I’ve never taken advantage of either option. Why? Because despite the convenience of having to do set-up only once and working with a single publisher dashboard, the finished versions aren’t compatible.

I discovered a long time ago that the best way to ensure that my Createspace-printed book looks just the way I want it to is to upload a .pdf version of the interior. I discovered this after spending a couple hours trying to tweak a Word document that I was uploading. Even though I was using a Createspace template and everything looked fine, when I reviewed the uploaded document before publishing it, something had always changed. For instance, a line would roll to the next page. This caused a domino effect that threw off the pagination throughout the document.



Screenshot of Kindle Direct Publishing offering to publish the paperback version of an e-book.


My solution to this problem was to save my Word file as a .pdf before I uploaded it, and the problems I had vanished. I’m not sure what the difference was between me saving the document as a .pdf first and then uploading or Createspace saving the document as a .pdf after I uploaded it, but it made all the difference in the world.

Somehow the uploading process changed my document. Saving it as a .pdf first locked everything into place. The pagination, images, and fonts were all saved and fixed in place.

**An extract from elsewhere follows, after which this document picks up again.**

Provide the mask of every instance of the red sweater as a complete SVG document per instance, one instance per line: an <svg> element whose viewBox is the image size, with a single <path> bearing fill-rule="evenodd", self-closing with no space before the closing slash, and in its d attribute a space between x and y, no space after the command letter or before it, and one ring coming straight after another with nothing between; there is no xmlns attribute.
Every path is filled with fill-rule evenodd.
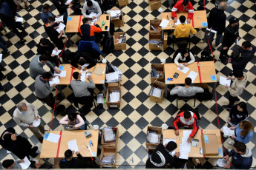
<svg viewBox="0 0 256 170"><path fill-rule="evenodd" d="M194 8L191 3L189 1L188 4L184 8L183 5L183 0L178 1L174 7L171 9L171 16L172 17L177 17L176 12L187 12L188 11L188 18L192 19L194 16Z"/></svg>
<svg viewBox="0 0 256 170"><path fill-rule="evenodd" d="M174 121L172 122L172 123L174 124L174 128L175 129L175 130L179 129L178 126L177 126L178 123L180 123L185 127L188 127L188 128L193 127L192 132L189 135L191 137L193 137L197 134L199 129L198 120L197 120L196 114L193 113L192 112L190 112L191 113L192 117L190 118L190 120L188 120L187 123L184 118L184 112L180 112L179 115L177 115L176 118L174 118Z"/></svg>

While this works great for getting my paperback layouts right, it isn’t so nice for e-books. E-book documents need to be able to change fonts, point size, and margins. Sure, Kindle can publish a .pdf, but with everything locked in place, your Kindle or e-reader is going to show each book page as a screen page. I do some of my reading on my phone. Just imagine how a page from a book would look if it was condensed down to a 2×4 inch screen. To make an e-book work best, I upload a Word document.

Since I need to upload two files—one for my paperback version and one for my Kindle version—, I need to publish both separately.

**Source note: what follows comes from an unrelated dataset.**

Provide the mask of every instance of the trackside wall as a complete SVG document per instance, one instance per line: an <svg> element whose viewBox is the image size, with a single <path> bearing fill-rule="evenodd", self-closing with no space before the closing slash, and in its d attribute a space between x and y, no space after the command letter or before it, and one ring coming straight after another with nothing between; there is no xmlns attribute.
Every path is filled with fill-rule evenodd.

If you don’t have problems with uploading Word files on Createspace, then publishing your e-book should be no problem. However, I’ve run into other writers who have had the same problem I’ve had with Word documents. I told them my secret of saving it as a .pdf, and most of their publishing issues have disappeared.

So while it’s another option to have with Createspace, you may cause yourself more headaches if you aren’t careful about how you use it.